Con una actividad económica en leve retroceso y un aumento en los empleos de menor remuneración, el ingreso de las personas también ha disminuido. A esto se suma el aumento en los servicios públicos, que ha superado la inflación, en medio de una política de ajuste tarifario. Estos ajustes tienen un alto impacto en el gasto público debido a los subsidios otorgados por el Estado.

A lo largo del año, el ingreso real ha disminuido un 1,4%. Mientras tanto, el ingreso real disponible, que considera los gastos fijos, ha caído un 2,8% en comparación con 2023. En términos absolutos, los ingresos se encuentran un 10% y 16,5% por debajo de los niveles de 2023, respectivamente.

Es importante destacar que, en 2023, las tarifas estaban atrasadas y resultaban en precios muy bajos. Aunque la corrección de tarifas era necesaria, su implementación ha deteriorado el poder de compra. Esto significa que las familias ahora dedican una parte mayor de su ingreso a cubrir servicios esenciales, restringiendo así su capacidad de consumo.

Además, la reducción del ingreso real se ha observado desde agosto del año pasado y está ligada al proceso de aceleración inflacionaria. Si la inflación continúa en descenso, existe la posibilidad de una recuperación gradual de los ingresos.

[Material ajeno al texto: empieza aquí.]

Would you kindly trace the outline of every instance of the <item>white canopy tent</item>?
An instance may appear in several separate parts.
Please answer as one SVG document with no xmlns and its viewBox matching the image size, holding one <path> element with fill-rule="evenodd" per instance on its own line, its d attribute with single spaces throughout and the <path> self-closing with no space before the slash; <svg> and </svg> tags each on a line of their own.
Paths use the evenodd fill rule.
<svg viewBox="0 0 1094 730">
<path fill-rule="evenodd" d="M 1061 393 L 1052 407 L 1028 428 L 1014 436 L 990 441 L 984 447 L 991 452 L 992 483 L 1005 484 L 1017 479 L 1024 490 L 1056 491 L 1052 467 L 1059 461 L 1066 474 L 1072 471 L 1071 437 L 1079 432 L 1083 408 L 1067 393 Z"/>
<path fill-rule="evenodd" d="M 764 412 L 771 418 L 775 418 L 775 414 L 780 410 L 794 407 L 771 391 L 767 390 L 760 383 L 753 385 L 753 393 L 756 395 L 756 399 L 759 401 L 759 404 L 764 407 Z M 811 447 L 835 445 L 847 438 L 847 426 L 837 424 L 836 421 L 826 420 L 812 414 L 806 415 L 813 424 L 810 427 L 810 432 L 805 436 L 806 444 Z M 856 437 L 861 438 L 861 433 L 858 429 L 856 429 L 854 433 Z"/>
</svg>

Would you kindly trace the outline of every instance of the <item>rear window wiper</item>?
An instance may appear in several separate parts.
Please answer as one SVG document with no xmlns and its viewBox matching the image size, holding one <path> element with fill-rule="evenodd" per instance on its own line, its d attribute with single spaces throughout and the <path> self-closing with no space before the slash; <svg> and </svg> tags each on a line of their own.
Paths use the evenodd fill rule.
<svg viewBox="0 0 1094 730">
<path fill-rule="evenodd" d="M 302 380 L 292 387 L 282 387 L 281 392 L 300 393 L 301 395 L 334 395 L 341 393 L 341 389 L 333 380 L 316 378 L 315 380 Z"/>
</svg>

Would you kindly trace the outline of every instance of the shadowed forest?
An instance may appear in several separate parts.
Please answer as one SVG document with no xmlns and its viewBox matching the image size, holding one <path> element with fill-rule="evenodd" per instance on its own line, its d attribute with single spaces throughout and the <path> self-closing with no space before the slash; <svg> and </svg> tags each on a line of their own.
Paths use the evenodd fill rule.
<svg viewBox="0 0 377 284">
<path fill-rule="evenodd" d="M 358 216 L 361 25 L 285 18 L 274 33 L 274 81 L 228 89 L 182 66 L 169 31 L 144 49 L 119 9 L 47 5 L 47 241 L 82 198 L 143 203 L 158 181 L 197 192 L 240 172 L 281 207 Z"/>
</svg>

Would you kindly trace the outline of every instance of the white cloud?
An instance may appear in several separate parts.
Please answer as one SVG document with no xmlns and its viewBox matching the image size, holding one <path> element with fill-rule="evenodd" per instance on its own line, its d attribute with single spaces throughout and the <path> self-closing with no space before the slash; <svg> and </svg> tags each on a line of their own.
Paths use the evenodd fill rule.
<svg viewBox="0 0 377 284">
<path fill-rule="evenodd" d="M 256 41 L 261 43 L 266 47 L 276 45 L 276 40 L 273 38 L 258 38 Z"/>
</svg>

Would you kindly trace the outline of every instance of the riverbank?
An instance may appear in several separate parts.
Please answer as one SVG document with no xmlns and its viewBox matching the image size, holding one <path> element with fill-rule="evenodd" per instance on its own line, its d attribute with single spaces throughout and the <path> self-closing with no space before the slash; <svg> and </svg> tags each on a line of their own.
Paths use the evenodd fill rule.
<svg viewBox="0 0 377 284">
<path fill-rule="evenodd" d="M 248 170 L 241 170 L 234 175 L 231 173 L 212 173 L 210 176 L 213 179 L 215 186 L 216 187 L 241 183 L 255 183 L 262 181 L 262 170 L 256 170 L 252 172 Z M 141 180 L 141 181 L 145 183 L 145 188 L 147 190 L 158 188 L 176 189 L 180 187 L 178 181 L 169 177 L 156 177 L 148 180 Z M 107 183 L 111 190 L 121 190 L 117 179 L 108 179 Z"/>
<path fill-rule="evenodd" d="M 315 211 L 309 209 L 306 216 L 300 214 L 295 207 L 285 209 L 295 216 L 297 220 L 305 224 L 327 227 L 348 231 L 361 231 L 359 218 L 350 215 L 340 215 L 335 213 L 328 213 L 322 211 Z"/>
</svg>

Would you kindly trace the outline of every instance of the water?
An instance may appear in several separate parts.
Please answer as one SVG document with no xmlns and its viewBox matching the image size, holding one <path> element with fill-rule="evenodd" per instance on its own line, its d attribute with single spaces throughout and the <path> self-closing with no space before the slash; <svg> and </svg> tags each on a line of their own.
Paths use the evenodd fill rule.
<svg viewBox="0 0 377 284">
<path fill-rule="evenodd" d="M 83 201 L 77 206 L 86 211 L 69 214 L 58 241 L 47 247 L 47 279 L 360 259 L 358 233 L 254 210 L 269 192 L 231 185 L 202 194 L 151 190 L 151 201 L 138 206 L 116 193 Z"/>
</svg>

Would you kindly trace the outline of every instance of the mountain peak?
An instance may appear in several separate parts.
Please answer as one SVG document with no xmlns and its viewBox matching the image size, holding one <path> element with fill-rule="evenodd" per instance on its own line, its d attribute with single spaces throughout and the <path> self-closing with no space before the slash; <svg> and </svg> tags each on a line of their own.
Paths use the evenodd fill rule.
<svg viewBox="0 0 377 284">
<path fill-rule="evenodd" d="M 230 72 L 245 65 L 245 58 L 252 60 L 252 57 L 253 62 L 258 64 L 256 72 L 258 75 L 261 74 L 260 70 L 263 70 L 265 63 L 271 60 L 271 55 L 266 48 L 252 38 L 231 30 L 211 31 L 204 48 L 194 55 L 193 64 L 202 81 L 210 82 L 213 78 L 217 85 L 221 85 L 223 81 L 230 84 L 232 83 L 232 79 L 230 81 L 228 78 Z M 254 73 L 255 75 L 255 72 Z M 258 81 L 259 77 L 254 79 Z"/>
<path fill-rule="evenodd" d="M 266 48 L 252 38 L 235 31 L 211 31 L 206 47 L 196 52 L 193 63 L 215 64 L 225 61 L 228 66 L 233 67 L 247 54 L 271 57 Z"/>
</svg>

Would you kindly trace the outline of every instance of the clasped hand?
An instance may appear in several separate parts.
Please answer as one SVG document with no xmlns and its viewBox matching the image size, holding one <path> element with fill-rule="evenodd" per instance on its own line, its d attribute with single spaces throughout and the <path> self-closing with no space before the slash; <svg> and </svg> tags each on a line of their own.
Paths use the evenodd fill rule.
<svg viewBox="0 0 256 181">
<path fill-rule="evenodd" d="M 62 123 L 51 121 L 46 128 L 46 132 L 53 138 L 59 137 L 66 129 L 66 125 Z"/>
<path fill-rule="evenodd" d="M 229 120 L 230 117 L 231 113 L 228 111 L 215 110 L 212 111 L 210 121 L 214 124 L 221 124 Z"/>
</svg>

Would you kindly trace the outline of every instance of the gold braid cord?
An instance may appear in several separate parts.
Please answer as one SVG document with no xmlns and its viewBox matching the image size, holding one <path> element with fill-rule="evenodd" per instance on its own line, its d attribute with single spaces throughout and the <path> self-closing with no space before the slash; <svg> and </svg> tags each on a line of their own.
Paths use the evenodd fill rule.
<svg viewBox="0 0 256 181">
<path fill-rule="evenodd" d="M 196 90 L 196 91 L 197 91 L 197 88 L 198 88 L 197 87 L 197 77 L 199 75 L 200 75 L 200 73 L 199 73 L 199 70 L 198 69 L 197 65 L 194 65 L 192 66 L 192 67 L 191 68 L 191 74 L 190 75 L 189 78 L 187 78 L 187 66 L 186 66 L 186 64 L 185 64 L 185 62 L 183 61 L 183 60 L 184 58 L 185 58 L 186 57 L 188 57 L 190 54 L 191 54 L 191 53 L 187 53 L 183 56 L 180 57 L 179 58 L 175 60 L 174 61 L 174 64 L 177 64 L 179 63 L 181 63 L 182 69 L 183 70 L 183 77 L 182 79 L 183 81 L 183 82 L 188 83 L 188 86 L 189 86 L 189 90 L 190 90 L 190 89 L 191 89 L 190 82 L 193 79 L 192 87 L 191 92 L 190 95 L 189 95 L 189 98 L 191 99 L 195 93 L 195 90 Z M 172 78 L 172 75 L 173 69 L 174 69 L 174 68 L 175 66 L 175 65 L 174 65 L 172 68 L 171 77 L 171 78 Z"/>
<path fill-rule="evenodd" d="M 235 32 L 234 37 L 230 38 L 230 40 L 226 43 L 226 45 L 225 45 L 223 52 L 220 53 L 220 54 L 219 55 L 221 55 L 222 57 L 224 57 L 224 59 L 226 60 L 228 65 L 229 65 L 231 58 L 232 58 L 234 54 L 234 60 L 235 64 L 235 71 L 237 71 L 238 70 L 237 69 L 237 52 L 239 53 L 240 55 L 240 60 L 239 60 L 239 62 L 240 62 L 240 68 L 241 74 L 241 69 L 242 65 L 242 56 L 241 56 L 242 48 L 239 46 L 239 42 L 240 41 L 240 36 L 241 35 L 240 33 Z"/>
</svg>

Aumento de la morosidad familiar

Un dato preocupante que ha surgido en los últimos meses es el notable incremento de la morosidad entre las familias, la cual se ha más que duplicado en comparación con niveles previos. Este aumento es resultado de un incremento fuerte en el crédito entre 2024 y mediados de 2025, combinado con las tasas récord aplicadas posteriormente y la caída de los ingresos.

La situación actual indica que la economía funciona a dos velocidades: los sectores exportadores muestran resultados favorables, pero la industria, la construcción y el comercio siguen debilitados. Esta discrepancia es significativa, ya que, mientras los primeros son cruciales para sostener el frente externo, los últimos son esenciales para el empleo y los ingresos familiares.

Por lo tanto, abordar la heterogeneidad del crecimiento es crucial para evitar que la estabilidad cambiaria coexista con informalidad, salarios bajos y un consumo estancado. La segunda mitad del programa enfrentará desafíos mayores, ya que no será suficiente con enfocar en la estabilidad macroeconómica; será necesario traducir esta estabilidad en mayor producción, empleo de calidad y una efectiva recuperación del poder adquisitivo.